Em casos assim, o desgaste da família é intenso, principalmente dada a sua composição contemporânea, onde o número de integrantes é reduzido e todos tem atividades em geral múltiplas e em horário integral.

Onde pode a família buscar auxílio? Onde, por exemplo, encontrar suporte psicoterapêutico, de modo a melhor enfrentar o estresse emocional que invariavelmente acompanha esses processos?

Onde encontrar instituições - a modo das creches, por exemplo - onde seja possível com segurança deixar o seu familiar pela manhã quando se vai trabalhar e buscá-lo à noite? Ou buscá-lo na sexta-feira, para o final de semana em família?

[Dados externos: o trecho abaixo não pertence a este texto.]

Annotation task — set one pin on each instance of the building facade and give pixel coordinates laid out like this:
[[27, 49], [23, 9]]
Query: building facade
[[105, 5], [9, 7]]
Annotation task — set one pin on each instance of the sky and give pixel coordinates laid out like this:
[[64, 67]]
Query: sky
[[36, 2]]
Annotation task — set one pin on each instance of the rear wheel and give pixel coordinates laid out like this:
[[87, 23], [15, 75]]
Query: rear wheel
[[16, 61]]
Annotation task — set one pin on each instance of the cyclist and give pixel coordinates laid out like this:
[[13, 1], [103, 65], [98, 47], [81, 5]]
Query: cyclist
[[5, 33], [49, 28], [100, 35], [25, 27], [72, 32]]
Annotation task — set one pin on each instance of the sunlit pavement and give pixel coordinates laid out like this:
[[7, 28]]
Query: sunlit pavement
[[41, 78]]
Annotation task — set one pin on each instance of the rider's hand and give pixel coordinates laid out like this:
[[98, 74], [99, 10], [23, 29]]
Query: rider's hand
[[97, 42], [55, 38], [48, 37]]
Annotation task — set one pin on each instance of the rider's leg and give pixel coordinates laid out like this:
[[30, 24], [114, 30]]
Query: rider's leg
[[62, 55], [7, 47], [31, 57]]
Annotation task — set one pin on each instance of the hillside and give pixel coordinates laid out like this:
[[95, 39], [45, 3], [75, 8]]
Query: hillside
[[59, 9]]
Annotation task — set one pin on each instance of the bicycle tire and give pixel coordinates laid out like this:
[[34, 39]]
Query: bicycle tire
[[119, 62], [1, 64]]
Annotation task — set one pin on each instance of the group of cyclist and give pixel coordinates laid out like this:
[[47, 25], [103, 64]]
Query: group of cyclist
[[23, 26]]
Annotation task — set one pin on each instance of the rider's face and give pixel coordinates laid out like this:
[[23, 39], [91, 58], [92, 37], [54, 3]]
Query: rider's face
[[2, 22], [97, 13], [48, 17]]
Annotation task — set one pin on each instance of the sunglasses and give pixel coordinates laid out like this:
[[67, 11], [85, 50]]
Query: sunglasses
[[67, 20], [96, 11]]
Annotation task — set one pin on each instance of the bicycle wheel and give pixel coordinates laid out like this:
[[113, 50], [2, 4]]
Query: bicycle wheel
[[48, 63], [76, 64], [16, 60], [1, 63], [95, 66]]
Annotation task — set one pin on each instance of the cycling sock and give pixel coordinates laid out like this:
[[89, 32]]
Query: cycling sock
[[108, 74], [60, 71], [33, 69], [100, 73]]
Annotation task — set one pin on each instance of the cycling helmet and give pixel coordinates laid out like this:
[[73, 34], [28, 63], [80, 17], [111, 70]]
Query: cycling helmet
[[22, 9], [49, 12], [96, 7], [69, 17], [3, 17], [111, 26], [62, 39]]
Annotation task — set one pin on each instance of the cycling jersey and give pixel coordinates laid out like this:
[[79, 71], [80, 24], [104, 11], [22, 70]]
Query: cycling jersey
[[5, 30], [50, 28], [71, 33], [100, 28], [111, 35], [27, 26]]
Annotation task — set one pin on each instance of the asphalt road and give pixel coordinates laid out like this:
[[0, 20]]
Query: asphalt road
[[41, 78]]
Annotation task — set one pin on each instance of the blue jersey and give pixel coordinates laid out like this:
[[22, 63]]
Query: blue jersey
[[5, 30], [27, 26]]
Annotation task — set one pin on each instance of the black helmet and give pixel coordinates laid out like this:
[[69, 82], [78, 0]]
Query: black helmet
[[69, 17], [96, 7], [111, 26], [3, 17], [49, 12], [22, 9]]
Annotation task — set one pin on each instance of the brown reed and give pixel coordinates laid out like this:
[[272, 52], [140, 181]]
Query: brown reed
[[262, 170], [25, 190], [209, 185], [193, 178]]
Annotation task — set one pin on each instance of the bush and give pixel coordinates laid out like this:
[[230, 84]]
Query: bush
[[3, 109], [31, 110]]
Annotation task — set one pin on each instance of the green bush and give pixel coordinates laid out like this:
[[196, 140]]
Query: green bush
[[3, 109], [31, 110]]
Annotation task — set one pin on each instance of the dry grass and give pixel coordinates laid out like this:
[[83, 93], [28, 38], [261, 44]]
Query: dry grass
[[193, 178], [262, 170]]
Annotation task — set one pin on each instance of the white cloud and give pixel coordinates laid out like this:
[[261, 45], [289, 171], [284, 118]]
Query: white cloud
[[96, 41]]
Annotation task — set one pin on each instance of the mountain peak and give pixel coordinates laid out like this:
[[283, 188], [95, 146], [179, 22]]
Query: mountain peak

Um idoso que demande cuidados pessoais, que tenha a sua autonomia e/ou consciência comprometidas, exige cuidados 24 horas por dia, todos os dias, de segunda à sexta. Sem falar na sobrecarga emocional, em casos de alterações na personalidade.

- Como exigir que a família, sozinha, tenha condições de dar conta dessas situações?

- Quantos profissionais são necessários para esse cuidado integral? Qual o volume de recursos a serem disponibilizados?

Caso a família tenha recursos - o que definitivamente não é a realidade da maioria - onde encontrar profissionais capacitados, de confiança, a preços sustentáveis, para poder a eles confiar o cuidado de seu parente?

A questão crucial a ser enfrentada, a meu ver, não é a discussão sobre se a família deseja ou não cuidar do familiar.

A questão crucial e comumente escamoteada, o dedo em riste sempre voltado para a família - como se o que ocorre em seu interior não fosse espelhamento dos modos de estruturação da própria sociedade que depois se volta como juiz sentenciante -, é aquela exposta acima: Quais meios o Estado tem colocado à disposição das famílias para auxiliá-la nesta tarefa?

Como mencionado na postagem de 29 de setembro aqui neste blog, se a realidade do idoso heterossexual é esta, como será a realidade da velhice de travestis, transexuais, gays e lésbicas?

É claro que envelhecer não é apenas enfermidade, incapacitação, abandono, maus tratos. - Felizmente! Mas tambem para aqueles que vivenciam o envelhecimento com plena capacidade, quais os espaços de sociabilidade existentes, no caso do segmento lgbtt?

Velhice, como todas as demais fases da vida, não pode estar associada à perda da dignidade, da alegria.

E, sejamos sinceros, tratando-se especificamente do que diz respeito aos idosos TTGLB (por ordem de vulnerabilização), o Estado está muito mal na fita!

Também o movimento LGBT, que ainda não inseriu o tema com determinação em sua agenda política.

Como dito no ínicio deste texto, penso que um dia como este - DIA DO IDOSO - na atualidade deva servir para isto:

- Pensarmos! Pensarmos, discutirmos coletivamente e nos mexermos para alterar a realidade que temos. Lembrando que não necessitamos ficar à espera o Estado.

Além (do dever) de cutucá-lo, para que faça a sua parte, podemos e devemos nós próprios elaborar e viabilizar iniciativas.

Como a que nos relata Ricardo Aguieiras: ele e Cláudia Wonder vem promovendo em São Paulo, no Casarão Brasil, recitais de poesia, cursos de teatro, rodas de conversa...

É um começo. - Um excelente começo, pois começo.

A todxs idosxs travestis, transexuais, gays, lésbicas e bissexuais, feliz, não um dia apenas, mas toda a rica experiência que é o viver!